Durante décadas, a China se projetou como o motor industrial do planeta. Mas agora enfrenta uma crise que não se resolve com tecnologia ou exportações: o colapso de sua própria população ativa. O envelhecimento acelerado, o declínio dos nascimentos e o custo de vida cada vez mais alto colocam em xeque o modelo econômico que sustentou o milagre chinês — e podem transformar o país de “fábrica do mundo” em algo bem diferente.
Um problema feito em casa
A crise demográfica chinesa é, em parte, fruto de seu próprio sucesso. A política do filho único, imposta em 1979, conteve o crescimento populacional, mas também mudou a estrutura social do país. Décadas de controle rígido — esterilizações, multas e abortos forçados — reduziram drasticamente a natalidade e criaram uma geração que hoje não vê mais sentido em ter filhos.

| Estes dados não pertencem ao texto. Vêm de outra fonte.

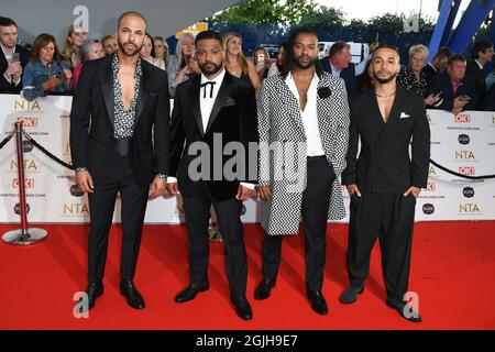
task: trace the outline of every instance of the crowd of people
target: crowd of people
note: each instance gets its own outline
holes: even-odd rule
[[[70,25],[59,51],[55,37],[40,34],[31,52],[18,45],[18,26],[8,18],[0,18],[0,91],[21,92],[33,100],[50,92],[72,92],[76,86],[81,65],[91,59],[112,55],[118,48],[114,35],[101,40],[88,38],[88,32]],[[252,58],[243,54],[242,36],[228,33],[223,36],[223,64],[238,78],[245,79],[260,94],[261,82],[279,74],[284,65],[286,43],[280,43],[275,59],[265,47],[253,50]],[[352,64],[351,46],[345,42],[334,43],[320,61],[323,70],[345,81],[351,98],[356,92],[373,87],[370,58],[377,43],[370,44],[370,55],[360,64]],[[15,54],[14,54],[15,53]],[[61,54],[62,53],[62,54]],[[428,47],[418,44],[409,48],[409,64],[402,66],[397,76],[399,86],[421,96],[428,109],[442,109],[459,113],[464,110],[495,110],[495,65],[487,77],[483,68],[494,56],[493,43],[476,41],[471,48],[471,59],[440,47],[431,62],[427,63]],[[195,36],[184,33],[176,45],[176,54],[169,55],[167,42],[162,36],[146,33],[141,57],[168,75],[168,90],[174,98],[178,84],[199,75]]]
[[[168,55],[165,41],[146,31],[143,15],[130,11],[119,18],[117,36],[88,40],[84,29],[72,25],[63,55],[50,34],[40,34],[28,53],[16,45],[15,23],[0,19],[3,91],[21,91],[32,100],[76,87],[70,153],[91,211],[87,308],[103,294],[117,195],[123,228],[120,293],[129,306],[143,309],[133,278],[147,199],[180,193],[189,284],[175,301],[194,300],[210,287],[206,234],[212,206],[224,240],[230,300],[241,319],[252,319],[241,212],[256,191],[264,238],[254,298],[271,296],[283,238],[297,234],[301,222],[306,296],[316,314],[327,315],[327,222],[345,216],[342,183],[351,198],[350,285],[340,301],[353,304],[363,293],[378,239],[386,302],[408,321],[420,322],[415,307],[406,309],[405,295],[416,199],[428,180],[426,108],[494,110],[494,77],[485,80],[482,72],[494,56],[493,43],[475,42],[469,63],[442,47],[426,64],[428,48],[416,45],[404,67],[397,48],[377,43],[359,65],[351,64],[345,42],[334,43],[319,59],[318,34],[304,28],[280,44],[275,62],[263,47],[254,50],[253,59],[245,57],[238,33],[185,33],[176,55]],[[198,145],[212,153],[240,145],[242,152],[229,154],[235,154],[239,167],[233,172],[223,154],[198,167]]]

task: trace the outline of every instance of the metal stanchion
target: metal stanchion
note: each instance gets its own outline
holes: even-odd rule
[[[6,232],[3,242],[12,245],[30,245],[43,241],[47,231],[43,229],[28,228],[28,213],[25,204],[25,179],[24,179],[24,151],[22,144],[24,131],[22,122],[15,122],[15,144],[18,150],[18,177],[19,177],[19,204],[21,213],[21,229]]]

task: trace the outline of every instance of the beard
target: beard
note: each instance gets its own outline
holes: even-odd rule
[[[309,61],[304,63],[304,62],[301,62],[302,57],[305,57],[305,56],[301,55],[301,56],[294,58],[294,63],[297,65],[297,67],[299,67],[301,69],[307,69],[307,68],[315,66],[316,58],[310,58],[309,56],[306,56],[306,58],[309,58]]]
[[[120,52],[122,54],[124,54],[125,56],[135,56],[141,52],[141,48],[143,47],[143,45],[138,46],[138,45],[135,45],[135,43],[132,43],[132,42],[122,43],[120,40],[118,43],[119,43]],[[129,46],[127,46],[128,44],[132,44],[134,46],[134,48],[133,50],[129,48]]]
[[[209,66],[209,65],[212,66],[212,67],[207,67],[207,66]],[[211,62],[206,62],[205,64],[198,65],[198,66],[199,66],[199,69],[201,69],[201,73],[202,73],[205,76],[215,75],[216,73],[218,73],[219,70],[221,70],[222,67],[223,67],[222,64],[217,65],[216,63],[211,63]]]
[[[395,79],[395,77],[397,77],[397,73],[393,73],[393,74],[391,74],[391,76],[385,77],[385,78],[381,78],[375,73],[373,73],[373,78],[375,79],[376,82],[378,82],[381,85],[386,85],[386,84],[391,82],[392,80]]]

Mesmo após a flexibilização para dois filhos em 2016 e três em 2021, a taxa de fecundidade despencou para 1,12 filho por mulher. As medidas de incentivo do governo, como subsídios de apenas US$ 500 por ano, são vistas como simbólicas diante do alto custo de criar uma criança.
O peso econômico de ser pai
Ter filhos na China é uma escolha financeira. Criar uma criança até a universidade custa, em média, US$ 75 mil — e em cidades como Xangai esse valor chega a US$ 140 mil. Somam-se a isso jornadas exaustivas, imóveis caríssimos e uma cultura corporativa competitiva.
Muitas mulheres associam a maternidade à perda de independência e de oportunidades profissionais. Essa mudança cultural se reflete também nos casamentos: em 2024, foram registradas apenas 6,1 milhões de uniões, menos da metade do número de 2013.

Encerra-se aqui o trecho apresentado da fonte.